Abstract

Kaposi's sarcoma (KS), caused by HHV-8, is the most frequent HIV-associated malignancy worldwide and remains a major scourge in Sub-Saharan Africa. KS is also endemic in much of Africa. There is a risk of misdiagnosis based solely on clinical appearance and haematoxylin and eosin (H&E) staining, especially with other reactive and neoplastic vascular proliferations which occur in the mouth. This study examined oral and cutaneous biopsies from clinically diagnosed lesions of KS in Kenya, using histopathology supplemented with immunohistochemistry (IHC) and polymerase chain reaction (PCR) for HHV-8 as confirmation of diagnosis. Biopsies of 49 lesions (28 oral, 21 cutaneous) previously diagnosed as 'KS' were re-examined by H&E staining and IHC targeting HHV-8 LANA-1. Positive controls were sections from embedded BCBL-1 cell lines. Negative controls were from three different HHV-8-negative biopsies.

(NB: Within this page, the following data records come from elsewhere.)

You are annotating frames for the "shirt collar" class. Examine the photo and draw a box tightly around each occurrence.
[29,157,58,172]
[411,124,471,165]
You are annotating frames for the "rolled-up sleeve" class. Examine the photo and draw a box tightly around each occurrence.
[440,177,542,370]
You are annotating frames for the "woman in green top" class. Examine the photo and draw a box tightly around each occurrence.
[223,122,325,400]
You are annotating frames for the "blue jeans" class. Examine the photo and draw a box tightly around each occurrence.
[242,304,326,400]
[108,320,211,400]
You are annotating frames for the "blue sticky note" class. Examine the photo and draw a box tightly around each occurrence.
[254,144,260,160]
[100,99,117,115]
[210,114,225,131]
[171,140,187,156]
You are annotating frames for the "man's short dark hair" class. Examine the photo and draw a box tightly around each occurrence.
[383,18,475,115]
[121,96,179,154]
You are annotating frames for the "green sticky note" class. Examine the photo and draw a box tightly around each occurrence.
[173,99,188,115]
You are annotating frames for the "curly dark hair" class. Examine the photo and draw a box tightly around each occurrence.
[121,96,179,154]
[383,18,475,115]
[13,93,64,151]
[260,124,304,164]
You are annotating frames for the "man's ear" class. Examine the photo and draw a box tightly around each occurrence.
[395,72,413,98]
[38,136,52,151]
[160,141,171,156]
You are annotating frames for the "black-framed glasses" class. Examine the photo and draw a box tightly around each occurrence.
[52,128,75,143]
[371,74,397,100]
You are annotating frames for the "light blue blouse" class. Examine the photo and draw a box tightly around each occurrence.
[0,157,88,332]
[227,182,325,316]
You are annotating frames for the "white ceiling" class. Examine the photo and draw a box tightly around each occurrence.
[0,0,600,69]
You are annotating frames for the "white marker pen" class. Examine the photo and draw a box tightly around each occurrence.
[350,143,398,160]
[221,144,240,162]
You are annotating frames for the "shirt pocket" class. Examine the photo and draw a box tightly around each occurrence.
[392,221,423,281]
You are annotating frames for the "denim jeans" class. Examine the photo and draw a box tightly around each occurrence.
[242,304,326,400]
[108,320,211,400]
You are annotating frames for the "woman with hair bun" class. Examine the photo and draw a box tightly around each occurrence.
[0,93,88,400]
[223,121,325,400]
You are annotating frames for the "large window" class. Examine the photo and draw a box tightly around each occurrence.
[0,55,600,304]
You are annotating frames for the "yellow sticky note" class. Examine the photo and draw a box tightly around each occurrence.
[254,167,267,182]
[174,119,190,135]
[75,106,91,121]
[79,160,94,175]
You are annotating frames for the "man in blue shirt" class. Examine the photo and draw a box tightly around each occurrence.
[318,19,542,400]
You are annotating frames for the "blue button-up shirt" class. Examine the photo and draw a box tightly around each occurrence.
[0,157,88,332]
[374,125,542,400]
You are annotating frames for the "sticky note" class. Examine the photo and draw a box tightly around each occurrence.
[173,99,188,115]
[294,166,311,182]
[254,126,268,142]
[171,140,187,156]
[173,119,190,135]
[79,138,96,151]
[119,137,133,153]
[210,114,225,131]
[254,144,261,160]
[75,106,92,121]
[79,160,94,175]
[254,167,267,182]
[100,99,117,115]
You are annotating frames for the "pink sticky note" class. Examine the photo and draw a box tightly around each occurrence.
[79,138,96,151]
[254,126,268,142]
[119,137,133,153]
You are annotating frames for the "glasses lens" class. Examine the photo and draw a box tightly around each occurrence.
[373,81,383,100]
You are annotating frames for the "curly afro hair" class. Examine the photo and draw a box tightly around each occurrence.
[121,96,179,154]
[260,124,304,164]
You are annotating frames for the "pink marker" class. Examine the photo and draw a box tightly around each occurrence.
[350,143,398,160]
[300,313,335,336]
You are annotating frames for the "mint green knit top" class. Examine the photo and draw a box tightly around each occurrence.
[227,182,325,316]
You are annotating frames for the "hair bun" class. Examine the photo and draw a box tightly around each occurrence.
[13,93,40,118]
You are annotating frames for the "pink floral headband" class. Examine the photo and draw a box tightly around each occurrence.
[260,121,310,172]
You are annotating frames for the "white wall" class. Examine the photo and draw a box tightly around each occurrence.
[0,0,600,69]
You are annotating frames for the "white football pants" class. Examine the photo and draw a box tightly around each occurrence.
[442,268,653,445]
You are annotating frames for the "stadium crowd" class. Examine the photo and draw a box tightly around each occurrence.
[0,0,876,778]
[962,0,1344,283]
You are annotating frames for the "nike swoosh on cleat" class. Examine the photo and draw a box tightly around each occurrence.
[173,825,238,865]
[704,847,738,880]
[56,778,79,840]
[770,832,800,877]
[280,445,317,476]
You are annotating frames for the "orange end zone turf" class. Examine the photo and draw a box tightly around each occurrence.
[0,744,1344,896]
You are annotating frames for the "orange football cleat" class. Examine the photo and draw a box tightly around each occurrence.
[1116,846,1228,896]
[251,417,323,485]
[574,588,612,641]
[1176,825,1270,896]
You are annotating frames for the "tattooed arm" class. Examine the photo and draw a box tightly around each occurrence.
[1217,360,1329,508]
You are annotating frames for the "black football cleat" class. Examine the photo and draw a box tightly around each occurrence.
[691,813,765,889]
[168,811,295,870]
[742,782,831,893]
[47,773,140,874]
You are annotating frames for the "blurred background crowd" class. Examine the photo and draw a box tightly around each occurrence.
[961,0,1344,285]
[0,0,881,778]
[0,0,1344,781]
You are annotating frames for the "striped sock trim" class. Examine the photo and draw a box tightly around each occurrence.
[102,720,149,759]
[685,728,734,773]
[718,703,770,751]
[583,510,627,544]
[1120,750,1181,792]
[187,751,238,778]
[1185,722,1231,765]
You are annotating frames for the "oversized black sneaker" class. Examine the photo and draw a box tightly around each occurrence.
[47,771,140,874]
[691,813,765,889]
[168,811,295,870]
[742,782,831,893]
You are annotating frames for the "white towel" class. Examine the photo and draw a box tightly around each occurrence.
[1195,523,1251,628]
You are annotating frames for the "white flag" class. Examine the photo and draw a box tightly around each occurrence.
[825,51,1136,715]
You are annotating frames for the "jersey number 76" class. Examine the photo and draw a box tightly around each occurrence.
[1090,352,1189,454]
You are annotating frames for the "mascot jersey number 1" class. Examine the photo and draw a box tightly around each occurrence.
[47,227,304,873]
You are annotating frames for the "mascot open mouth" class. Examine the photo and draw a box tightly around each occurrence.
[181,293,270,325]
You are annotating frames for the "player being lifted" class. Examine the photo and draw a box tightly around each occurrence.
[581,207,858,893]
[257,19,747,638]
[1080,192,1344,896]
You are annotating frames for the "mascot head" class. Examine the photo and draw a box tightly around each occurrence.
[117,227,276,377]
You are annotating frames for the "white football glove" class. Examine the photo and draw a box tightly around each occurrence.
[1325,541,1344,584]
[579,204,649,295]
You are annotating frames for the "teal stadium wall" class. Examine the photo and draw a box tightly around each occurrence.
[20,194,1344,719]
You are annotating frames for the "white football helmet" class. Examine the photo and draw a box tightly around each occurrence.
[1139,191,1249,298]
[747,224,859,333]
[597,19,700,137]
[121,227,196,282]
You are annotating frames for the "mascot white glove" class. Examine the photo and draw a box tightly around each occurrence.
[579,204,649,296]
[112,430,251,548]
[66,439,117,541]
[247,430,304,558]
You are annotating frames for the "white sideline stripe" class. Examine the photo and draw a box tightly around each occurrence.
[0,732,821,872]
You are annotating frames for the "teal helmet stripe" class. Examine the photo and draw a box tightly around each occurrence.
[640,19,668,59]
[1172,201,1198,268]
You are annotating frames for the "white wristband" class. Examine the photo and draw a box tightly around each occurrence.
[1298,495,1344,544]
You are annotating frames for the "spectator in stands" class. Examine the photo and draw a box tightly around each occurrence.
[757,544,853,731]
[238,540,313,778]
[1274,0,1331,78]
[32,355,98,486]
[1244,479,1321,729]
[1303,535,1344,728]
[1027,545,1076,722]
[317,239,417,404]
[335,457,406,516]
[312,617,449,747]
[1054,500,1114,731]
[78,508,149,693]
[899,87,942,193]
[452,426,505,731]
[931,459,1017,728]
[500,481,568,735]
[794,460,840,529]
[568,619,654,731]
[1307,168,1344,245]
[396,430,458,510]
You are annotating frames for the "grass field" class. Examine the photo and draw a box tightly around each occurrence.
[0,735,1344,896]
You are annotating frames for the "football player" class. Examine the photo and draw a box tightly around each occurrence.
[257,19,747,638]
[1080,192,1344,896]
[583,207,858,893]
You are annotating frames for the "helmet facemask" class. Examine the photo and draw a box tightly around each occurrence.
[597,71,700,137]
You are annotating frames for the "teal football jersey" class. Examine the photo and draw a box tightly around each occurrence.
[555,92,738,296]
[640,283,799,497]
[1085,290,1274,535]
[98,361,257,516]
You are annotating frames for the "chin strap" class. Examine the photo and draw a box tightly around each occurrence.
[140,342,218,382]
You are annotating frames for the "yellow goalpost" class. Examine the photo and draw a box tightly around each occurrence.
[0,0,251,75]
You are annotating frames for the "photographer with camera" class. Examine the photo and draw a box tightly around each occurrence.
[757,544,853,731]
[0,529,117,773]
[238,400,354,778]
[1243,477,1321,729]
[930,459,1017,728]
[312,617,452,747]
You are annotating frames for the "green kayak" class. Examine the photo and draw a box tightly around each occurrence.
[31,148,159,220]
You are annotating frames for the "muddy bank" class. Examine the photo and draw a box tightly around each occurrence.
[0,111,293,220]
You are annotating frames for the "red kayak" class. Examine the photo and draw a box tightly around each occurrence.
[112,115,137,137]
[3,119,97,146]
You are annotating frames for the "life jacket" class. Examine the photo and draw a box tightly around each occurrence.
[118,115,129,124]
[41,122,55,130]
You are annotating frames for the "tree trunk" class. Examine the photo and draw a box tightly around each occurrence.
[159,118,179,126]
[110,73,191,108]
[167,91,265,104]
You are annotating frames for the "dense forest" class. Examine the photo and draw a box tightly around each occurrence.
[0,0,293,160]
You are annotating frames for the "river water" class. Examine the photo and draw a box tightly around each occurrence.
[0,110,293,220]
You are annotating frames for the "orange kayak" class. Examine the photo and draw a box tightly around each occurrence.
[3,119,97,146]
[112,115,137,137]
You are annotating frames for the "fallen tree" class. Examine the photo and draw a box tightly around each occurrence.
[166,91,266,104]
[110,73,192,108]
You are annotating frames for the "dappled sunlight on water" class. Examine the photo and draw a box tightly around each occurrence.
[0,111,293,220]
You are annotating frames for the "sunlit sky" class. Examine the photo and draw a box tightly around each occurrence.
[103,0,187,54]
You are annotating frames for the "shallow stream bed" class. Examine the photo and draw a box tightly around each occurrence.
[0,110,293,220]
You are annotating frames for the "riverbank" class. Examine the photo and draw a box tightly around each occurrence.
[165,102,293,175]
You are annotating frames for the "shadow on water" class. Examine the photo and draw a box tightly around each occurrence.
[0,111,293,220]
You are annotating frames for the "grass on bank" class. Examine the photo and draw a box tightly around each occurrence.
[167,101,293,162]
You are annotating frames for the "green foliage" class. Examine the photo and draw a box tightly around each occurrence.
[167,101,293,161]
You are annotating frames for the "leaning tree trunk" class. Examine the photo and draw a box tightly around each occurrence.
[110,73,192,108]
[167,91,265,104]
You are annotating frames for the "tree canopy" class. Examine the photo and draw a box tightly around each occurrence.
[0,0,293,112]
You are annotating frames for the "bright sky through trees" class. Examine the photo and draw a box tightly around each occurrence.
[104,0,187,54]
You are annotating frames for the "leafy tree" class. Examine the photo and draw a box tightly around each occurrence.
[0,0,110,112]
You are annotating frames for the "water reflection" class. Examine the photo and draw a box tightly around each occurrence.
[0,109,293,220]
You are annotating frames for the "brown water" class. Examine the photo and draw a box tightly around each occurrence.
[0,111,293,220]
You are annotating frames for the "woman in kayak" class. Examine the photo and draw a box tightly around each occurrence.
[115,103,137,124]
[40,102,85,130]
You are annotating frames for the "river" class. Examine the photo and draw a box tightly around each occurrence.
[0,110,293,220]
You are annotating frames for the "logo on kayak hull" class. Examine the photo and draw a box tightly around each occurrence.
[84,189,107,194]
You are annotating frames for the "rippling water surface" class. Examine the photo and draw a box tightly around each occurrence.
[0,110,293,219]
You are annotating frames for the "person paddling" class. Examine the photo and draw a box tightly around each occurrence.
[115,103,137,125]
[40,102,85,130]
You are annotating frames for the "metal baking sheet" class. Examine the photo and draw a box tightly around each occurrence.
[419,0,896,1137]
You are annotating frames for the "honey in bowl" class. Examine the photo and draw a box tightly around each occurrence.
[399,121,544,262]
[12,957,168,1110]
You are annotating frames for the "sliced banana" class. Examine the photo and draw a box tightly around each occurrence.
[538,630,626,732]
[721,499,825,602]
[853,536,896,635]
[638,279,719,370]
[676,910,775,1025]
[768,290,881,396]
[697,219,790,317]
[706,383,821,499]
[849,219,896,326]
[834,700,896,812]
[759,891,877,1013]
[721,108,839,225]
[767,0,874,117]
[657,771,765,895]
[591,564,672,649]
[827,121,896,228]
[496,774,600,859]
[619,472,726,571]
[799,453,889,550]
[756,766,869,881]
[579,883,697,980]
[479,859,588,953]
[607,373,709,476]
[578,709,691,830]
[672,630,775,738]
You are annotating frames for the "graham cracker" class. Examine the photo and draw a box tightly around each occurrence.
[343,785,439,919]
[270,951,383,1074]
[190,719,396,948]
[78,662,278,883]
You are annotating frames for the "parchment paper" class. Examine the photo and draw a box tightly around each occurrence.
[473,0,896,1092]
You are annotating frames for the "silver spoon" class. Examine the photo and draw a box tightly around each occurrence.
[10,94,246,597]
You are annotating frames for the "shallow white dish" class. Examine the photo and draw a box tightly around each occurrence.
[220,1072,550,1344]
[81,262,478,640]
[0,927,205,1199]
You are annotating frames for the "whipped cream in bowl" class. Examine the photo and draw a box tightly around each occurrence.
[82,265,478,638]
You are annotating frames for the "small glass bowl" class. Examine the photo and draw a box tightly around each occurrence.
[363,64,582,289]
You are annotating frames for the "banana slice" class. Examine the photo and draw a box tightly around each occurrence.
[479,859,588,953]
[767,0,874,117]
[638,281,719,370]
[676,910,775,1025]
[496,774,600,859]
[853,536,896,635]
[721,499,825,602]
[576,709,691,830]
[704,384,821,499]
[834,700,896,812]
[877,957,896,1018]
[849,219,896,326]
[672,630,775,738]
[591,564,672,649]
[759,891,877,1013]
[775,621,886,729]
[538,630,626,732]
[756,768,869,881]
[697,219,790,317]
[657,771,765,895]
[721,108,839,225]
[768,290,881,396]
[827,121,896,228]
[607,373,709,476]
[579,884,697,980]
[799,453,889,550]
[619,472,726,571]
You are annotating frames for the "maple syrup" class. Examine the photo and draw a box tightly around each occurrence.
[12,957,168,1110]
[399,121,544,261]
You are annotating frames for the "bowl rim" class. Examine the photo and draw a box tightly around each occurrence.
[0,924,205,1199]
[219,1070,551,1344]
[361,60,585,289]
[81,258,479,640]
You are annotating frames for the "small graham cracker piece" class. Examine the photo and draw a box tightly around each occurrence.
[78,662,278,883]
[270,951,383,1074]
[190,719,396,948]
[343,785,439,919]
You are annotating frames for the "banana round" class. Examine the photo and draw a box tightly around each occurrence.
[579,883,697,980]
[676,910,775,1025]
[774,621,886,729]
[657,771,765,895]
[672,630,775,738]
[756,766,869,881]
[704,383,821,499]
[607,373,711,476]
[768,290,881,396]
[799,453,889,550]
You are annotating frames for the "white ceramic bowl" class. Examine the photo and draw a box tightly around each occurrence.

Confirmation of HHV-8 immunohistochemistry was sought by PCR and by determining the HHV-8 ORFK1 subtype. Whilst most cases were confirmed, 12 oral and 4 cutaneous lesions displayed clinical and histological features of KS but were negative to HHV-8 IHC. These oral lesions were re-diagnosed as pyogenic granulomata (n = 6), deep mycosis (n = 1), inflamed mucosa (n = 2) or 'uncertain but not KS' (n = 3). Whilst PCR is usually helpful in differentiating HHV-8 disease, all samples were HHV-8 PCR positive, with identical sequences, suggesting cross-contamination of samples in the original pathology laboratories. HHV-8 IHC is essential for the correct diagnosis of KS, but due to the high level of contamination in resource-poor settings, PCR is inadvisable.